S'échouer...


Depuis quelques temps, Josée (nom fictif) ne se sent pas bien. Elle a des maux de tête, se sent plus fatiguée qu’à l’habitude, a des problèmes de digestion. Josée attribue tous ces maux à sa vie qui va vite ainsi qu’à ses nombreuses responsabilités familiales. Elle file le parfait bonheur avec son amoureux depuis environ dix ans et chérit ses deux jeunes adultes. Elle a même en bonus une charmante petite-fille.
Constatant qu’elle semble perdre des plumes, son entourage lui suggère d’aller consulter un médecin. Elle leur répond à plusieurs reprises qu’elle n’a pas de médecin de famille. Josée repousse donc la consultation et finit parfois par oublier ses malaises. Sa vie tourbillonnante prenant le dessus.
Un matin, elle constate qu’une masse a fait son apparition sur son corps. Elle se demande si elle rêve, si elle a bien palpé. La frousse l’envahit soudainement et l’urgence de consulter se fait sentir. Josée se présente à trois cliniques de son quartier. Comme elle n’a pas de dossier, elle se fait retourner à chaque fois. À son arrivée à la maison, elle s’installe au téléphone. Elle se dit qu’elle ira même dans un autre quartier que le sien pour chercher un peu de quiétude et peut-être des réponses à ses questions. Même au téléphone, on la retourne. Le découragement se fait sentir et l’angoisse prend de la place. Elle se demande bien où elle pourrait aller s’échouer.
Après une nuit d’insomnie, elle décide de se présenter à l’urgence de l’hôpital le plus près de chez elle. On lui dit que c’est une place pour des urgences et qu’elle devrait consulter un médecin pour passer des tests. Finalement, à bout de ressources, elle se tourne vers un médecin qui l’a suivie, il y a plusieurs années. L’entente n’avait pas été parfaite, mais elle se dit qu’elle n’a pas le choix. Après s’être presqu’engueulée avec la secrétaire, elle réussit à avoir un rendez-vous le mois suivant.
Pendant ce temps, la masse semble grossir en même temps que sa peur qui prend toute la place tandis que l’énergie elle, s’en va et de nouveaux symptômes font leur apparition. Le temps passe…
La journée du rendez-vous, elle sent un petit regain de vie. Serait-ce la possibilité d’être enfin prise en charge? Le médecin la reçoit et lui sert un sermon digne des plus grands films d’horreur. Elle aurait dû consulter avant, se prendre en main etc. C’est incompréhensible pour Josée, car elle sait bien qu’elle a tenté en vain de se faire voir pendant les semaines précédentes. Elle sort du bureau abattue, requête en mains pour aller passer une mammographie.
Elle est tellement sous le choc qu’elle se couche en arrivant chez elle et se met à délirer. Son fils qui ne reconnaît plus sa mère, appelle l’ambulance. Josée est hospitalisée depuis une semaine. Oui, c’est là qu’elle a échoué, c’est là qu’elle devait échouer…
Le “tueur en série” a encore frappé, mais cette fois-ci en trio. Le cerveau, le sein et l’utérus…

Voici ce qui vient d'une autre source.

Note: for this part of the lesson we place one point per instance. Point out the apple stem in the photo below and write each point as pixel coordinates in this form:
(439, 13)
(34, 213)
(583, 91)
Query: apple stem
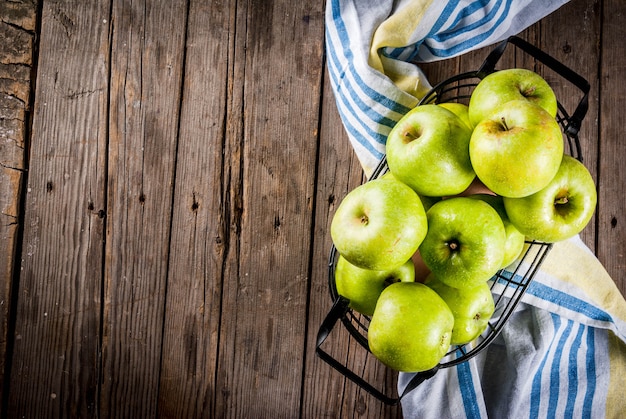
(506, 127)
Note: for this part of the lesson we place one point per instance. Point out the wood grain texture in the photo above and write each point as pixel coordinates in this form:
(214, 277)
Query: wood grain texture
(56, 348)
(17, 31)
(184, 163)
(200, 231)
(262, 333)
(611, 223)
(147, 51)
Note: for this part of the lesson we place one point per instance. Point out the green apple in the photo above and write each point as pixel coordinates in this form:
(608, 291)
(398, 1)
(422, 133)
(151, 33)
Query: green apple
(363, 286)
(515, 240)
(427, 201)
(459, 109)
(428, 149)
(517, 150)
(411, 327)
(472, 308)
(560, 210)
(506, 85)
(464, 245)
(379, 225)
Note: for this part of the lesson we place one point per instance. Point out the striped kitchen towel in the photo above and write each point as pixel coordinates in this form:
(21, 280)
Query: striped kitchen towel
(563, 352)
(370, 44)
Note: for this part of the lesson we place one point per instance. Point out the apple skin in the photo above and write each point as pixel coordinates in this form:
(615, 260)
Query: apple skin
(363, 286)
(464, 245)
(411, 327)
(517, 150)
(459, 109)
(379, 225)
(427, 201)
(428, 150)
(472, 308)
(515, 240)
(510, 84)
(560, 210)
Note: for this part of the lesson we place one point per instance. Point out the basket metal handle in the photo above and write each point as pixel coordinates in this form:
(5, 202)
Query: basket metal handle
(337, 312)
(575, 120)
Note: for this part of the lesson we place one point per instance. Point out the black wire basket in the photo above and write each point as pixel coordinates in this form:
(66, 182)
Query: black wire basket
(508, 286)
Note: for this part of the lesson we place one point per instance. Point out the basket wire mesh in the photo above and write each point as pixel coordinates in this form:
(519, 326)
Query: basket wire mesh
(508, 286)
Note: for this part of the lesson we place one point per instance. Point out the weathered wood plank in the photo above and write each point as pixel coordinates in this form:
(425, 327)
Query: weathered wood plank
(17, 28)
(200, 230)
(572, 35)
(56, 351)
(147, 49)
(263, 326)
(612, 151)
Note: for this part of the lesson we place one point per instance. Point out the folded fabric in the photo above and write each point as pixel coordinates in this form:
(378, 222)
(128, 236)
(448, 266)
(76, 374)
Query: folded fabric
(563, 352)
(370, 45)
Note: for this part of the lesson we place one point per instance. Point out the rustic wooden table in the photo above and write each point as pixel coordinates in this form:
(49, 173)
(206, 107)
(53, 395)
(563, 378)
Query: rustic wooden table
(168, 171)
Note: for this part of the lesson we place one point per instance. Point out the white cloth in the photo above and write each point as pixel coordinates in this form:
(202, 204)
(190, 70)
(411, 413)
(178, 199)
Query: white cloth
(369, 44)
(563, 352)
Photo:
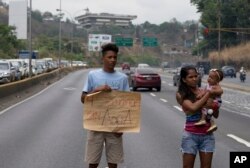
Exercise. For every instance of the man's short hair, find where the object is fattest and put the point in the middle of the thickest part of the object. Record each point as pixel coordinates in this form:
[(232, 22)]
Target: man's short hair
[(109, 47)]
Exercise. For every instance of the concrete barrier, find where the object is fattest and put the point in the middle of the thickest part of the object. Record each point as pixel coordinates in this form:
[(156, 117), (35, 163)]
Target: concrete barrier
[(15, 87)]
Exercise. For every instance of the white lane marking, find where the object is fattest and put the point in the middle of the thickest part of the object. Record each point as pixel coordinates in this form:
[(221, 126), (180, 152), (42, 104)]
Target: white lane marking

À 48 ans, Josée doit se résigner à faire ses adieux à sa famille, à ses amis, à sa vie…et elle n’est pas prête.
Comment réagir à cette abominable nouvelle? Le choc passé, je réfléchis, je me demande…Quel message doit-on retenir? Comment doit-on orienter sa vie? Doit-on s’inquiéter davantage de nos petits bobos? Est-ce qu’on doit se réjouir d’avoir un médecin de famille? Doit-on se rendre dans la rue manifester pour un meilleur système de santé? Je cesse d’y penser pour un temps. Le temps d’être en pensée avec cette amie qui lutte avec courage pour passer le plus de temps possible avec ses proches …Les réponses viendront bien plus tard…s’il y a lieu.